I had a little rant recently about how I thought the monitoring industry had become somewhat self-serving— now I’m going to shift to something that isn’t the fault of the monitoring industry but is a HUGE problem in the Open Finance sector.
Monitoring Production Systems
You release a software service. Own it. Period. We can go home now.
What’s that?
Group risk and security won’t let you monitor a real account?
Then give up, you’ve failed before you’ve even start.
No seriously, stick a fork in your open digital strategy, you’re done.
Harsh? Perhaps, but let’s break this down.
A modern IT setup for something as complex as, say, a bank or large credit card provider, has many moving parts. Some of itmight be quite old, and some of it will be outside of your direct control because a third-party or uninterested department hidden deep in the maze of your business history owns it.
However, a complex IT solution is, in fact, more than the sum of its parts. Just because you know that all the parts are working doesn’t tell you anything about the system as a whole.
Same goes for any individual part of the solution. If you’re an API engineering group, your gateway will tell you a lot, but it won’t tell you why a partner in Finland gets 404 errors-Forbidden when trying to access your systems from their Google Compute application – in fact, it won’t even see their calls.
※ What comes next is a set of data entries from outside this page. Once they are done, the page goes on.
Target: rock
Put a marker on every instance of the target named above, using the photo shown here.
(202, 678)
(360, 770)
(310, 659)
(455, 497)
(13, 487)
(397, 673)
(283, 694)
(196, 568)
We (APImetrics) sit on a certification committee where this recently became a significant topic of conversation. Not least of all because many of the members didn’t want to talk about the topic. They’d been shut down about having test accounts because their internal risk and compliance teams didn’t want them to have accounts available for this purpose. But this is a sector where the risks are outweighed by the risk of software failure.
It would be like knowing there was a potentially dangerous software bug in an aircraft and ignoring it because the risk was considered low… no, that could never happen… The point is not doing this opens organizations up to more institutional risk than doing it.
This extends to many parts of the financial services API delivery sector.
How often should you retest?
Do you verify that all the parts of your security delivery system work correctly?
Do your Tokens last as long as you expect them to?
Do they renew?
Can you access protected resources – IN PRODUCTION – without any security?
Financial services APIs have to be monitored, externally, for lots of reasons, and if you’re skipping that, you’re leaving your entire strategy open to failure.
- Monitor for functionality: do the calls work as expected, the way external users expect them to?
- Monitor for performance: does everything work correctly from ANYWHERE your customers and partners could be?
- Monitor for security: does the security work correctly for people to access production and, perhaps more importantly, does it prevent access in the right way?
You can’t mock these things. Sandboxes don’t accurately mimic real-life servers. The risks to a brand, to your bottom line, and to your relationships with government regulators mean this is something that needs to be taken MUCH more seriously.
Consider this all-too-realistic scenario, that we have, in fact seen:
A TPP complains to your national regulator that something doesn’t work. You counter with evidence that all the time the TPP is complaining about you were, in fact working. Except – and here’s the kicker – as far as they were concerned, you were actually down and down hard. Not only is this not worth a potential fine, but loss of brand value and perception in the industry is a very real threat.
It has a value to your operation that exceeds the potential risk of testing against a real but very locked down test account.
All too often we observe that a continuous testing ethos ends at launch and DevOps takes over with an eye on the various systems they have in their remit. But that isn’t good enough for critical open systems where the delivery chain is long, complex, and often outside of your direct control and site.
Monitor everything. Holistically. End-to-End and in production. It’s 2020, honestly, you cannot afford not to.